You paste the whole 2,000-line view, three viewmodels, and the full build log, then ask why the binding will not update. The line that matters, a setter that never raises a change notification, is a thin signal among thousands of unrelated tokens. The model searches for it and answers in generalities.
You paste the bound property, its setter, the one XAML element, and the eight log lines around the error. The working memory is almost all signal, the relevant tokens hold the model's attention, and the answer names the cause: the setter never raises the change notification, so the binding never hears the update.
Curating by hand works. You can also let tooling fill the working memory for you, which is the point of the App MCP in Uno Platform Studio.
Skip the copy-paste. The App MCP connects to your running app and hands the agent the live visual tree and the control's real properties and binding values, so it reads the true runtime state instead of guessing from pasted source, then verifies its own fix against the running app.
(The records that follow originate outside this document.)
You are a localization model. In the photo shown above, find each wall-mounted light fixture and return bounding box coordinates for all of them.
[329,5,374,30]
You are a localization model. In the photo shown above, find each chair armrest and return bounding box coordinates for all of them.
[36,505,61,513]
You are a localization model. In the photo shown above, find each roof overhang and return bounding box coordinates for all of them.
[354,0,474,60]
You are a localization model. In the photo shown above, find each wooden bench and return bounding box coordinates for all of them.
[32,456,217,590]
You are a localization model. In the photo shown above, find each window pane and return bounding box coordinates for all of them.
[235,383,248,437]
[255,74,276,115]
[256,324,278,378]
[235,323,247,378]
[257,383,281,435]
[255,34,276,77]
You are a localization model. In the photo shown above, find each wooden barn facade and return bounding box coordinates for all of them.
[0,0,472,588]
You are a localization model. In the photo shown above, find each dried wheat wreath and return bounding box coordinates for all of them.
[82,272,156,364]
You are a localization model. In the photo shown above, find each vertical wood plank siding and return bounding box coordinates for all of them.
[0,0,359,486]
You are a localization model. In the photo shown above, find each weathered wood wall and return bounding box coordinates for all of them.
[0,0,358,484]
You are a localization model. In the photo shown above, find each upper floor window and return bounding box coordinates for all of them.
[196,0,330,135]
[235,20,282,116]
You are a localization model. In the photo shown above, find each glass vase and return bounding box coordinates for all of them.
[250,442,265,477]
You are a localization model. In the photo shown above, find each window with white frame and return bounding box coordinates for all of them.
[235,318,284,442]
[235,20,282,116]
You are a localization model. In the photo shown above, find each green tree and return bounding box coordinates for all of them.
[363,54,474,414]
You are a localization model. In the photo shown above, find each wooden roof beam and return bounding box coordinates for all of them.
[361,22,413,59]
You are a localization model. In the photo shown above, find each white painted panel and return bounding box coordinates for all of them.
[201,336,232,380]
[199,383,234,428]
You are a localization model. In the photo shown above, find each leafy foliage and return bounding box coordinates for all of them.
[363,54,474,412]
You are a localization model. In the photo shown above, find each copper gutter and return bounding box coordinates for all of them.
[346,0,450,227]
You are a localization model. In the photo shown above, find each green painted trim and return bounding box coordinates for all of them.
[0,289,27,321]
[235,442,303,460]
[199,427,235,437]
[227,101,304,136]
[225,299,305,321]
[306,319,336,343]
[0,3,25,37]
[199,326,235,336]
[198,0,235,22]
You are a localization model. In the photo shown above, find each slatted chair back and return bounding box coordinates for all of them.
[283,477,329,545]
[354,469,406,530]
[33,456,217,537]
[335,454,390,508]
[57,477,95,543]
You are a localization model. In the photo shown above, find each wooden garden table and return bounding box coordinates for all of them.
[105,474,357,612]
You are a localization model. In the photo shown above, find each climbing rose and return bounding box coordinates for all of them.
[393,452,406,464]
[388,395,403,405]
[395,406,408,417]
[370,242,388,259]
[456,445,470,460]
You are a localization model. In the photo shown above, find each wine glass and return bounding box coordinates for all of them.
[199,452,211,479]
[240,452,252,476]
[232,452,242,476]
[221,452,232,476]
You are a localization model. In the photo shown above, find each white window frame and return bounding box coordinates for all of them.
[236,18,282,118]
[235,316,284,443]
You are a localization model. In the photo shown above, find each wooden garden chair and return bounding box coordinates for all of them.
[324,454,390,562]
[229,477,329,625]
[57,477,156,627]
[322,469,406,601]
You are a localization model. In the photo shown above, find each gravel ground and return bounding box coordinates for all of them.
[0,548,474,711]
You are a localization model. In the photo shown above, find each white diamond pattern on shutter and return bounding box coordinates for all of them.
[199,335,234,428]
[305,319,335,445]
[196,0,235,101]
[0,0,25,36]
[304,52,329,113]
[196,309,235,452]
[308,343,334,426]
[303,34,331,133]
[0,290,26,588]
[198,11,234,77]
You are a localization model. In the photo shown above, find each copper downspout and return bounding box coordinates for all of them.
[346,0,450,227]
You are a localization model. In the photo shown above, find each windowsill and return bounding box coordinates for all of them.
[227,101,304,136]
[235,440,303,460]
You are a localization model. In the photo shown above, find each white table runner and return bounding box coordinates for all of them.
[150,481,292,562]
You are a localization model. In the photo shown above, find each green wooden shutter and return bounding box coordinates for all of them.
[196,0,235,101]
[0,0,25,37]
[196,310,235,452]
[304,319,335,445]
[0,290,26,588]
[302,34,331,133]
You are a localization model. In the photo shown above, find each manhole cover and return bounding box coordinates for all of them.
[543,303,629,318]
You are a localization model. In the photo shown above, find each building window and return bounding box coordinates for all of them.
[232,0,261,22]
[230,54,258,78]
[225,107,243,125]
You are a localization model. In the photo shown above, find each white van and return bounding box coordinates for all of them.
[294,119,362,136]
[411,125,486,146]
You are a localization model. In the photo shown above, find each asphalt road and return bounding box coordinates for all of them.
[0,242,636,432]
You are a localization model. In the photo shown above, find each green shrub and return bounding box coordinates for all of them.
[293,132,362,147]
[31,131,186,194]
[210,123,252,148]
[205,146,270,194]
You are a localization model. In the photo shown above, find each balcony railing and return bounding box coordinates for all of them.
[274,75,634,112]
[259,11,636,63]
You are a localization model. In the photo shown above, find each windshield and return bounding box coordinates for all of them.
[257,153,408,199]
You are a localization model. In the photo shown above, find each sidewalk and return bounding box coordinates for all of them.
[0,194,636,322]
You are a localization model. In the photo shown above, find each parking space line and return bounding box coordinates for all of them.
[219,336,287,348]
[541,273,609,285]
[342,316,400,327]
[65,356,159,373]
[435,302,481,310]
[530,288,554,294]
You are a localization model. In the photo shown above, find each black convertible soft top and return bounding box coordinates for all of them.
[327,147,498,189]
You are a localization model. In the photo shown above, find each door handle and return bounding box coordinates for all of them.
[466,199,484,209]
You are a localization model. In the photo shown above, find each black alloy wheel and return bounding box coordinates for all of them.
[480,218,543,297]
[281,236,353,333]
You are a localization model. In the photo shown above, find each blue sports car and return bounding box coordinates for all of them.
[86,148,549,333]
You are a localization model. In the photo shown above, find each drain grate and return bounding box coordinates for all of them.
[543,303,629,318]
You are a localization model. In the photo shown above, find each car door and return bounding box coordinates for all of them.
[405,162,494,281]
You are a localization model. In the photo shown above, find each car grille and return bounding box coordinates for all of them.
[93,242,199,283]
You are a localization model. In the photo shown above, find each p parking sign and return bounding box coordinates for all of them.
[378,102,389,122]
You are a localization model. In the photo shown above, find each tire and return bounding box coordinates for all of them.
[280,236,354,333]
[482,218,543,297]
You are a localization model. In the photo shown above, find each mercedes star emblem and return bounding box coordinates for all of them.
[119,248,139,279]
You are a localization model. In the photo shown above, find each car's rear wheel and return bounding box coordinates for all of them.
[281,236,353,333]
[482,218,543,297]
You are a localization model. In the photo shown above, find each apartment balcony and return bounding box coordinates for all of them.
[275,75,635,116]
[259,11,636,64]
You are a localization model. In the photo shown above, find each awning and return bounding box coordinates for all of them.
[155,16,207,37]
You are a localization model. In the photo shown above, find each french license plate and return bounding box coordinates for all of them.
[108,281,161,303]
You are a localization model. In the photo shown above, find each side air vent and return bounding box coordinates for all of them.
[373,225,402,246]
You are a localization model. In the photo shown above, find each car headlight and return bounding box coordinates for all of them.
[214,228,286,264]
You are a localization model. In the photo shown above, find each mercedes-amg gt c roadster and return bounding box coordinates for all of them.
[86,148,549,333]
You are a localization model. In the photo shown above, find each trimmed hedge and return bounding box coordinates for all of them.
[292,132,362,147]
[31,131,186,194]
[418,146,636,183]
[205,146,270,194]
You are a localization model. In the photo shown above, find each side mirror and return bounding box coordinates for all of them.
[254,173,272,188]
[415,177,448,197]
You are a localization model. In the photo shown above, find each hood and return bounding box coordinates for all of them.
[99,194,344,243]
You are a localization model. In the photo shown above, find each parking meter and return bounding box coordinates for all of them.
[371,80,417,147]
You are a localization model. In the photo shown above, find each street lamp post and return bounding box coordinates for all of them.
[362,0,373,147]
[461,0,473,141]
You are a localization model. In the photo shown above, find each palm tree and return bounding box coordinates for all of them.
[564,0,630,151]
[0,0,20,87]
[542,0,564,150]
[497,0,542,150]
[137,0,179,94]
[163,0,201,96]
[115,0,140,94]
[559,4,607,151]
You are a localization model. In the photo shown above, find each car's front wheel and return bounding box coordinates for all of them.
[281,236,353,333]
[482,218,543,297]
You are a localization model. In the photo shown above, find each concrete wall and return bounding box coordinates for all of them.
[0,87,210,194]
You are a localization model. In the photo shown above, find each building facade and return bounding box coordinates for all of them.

The curation happens for you.
Working memory fills as it runs
Watch a real session and you can see the working memory fill whether you manage it or not (see Fig. 4). A fresh call is mostly headroom: a short system prompt, your instructions, the one file in question, your request. That file is a large share of the few thousand tokens present, so it holds strong attention.
Then the run continues. Every file read, every build log, every test result is appended. Forty turns later the same working memory holds well over a hundred thousand tokens: a long history, stacks of tool output, your original instructions far below where the model is writing, and the file you care about reduced to a sliver. Nothing was deleted. It was outnumbered.
This is the drift from the first section, seen from the inside. The window did not shrink; the useful fraction of it did. The repair follows from the picture: summarize the history, drop tool output you are done with, and keep the current task and the relevant file near the end of the window, where the model is actively writing and attention is strongest. The teams running long agents have names for these moves, compaction, external notes, and handing a slice to a fresh sub-agent, and they share one aim: keep the working memory mostly signal.
One thing to try this week
Here is the move that builds the instinct fastest. Open the longest-running AI chat or agent session you have going right now, and find the one constraint that has to hold for its work to be correct: the target framework, the API it must not touch, the rule you keep retyping. Move that line into the place that gets re-sent on every turn, the system prompt or a project rules file, so it stays in working memory instead of sinking out of it.
That is the whole exercise. One constraint, relocated from the fragile tail of a conversation into context that is always present. Do it once and you start to feel the difference between an agent that holds its instructions and one that loses them.
Same model, same question. Different working memory.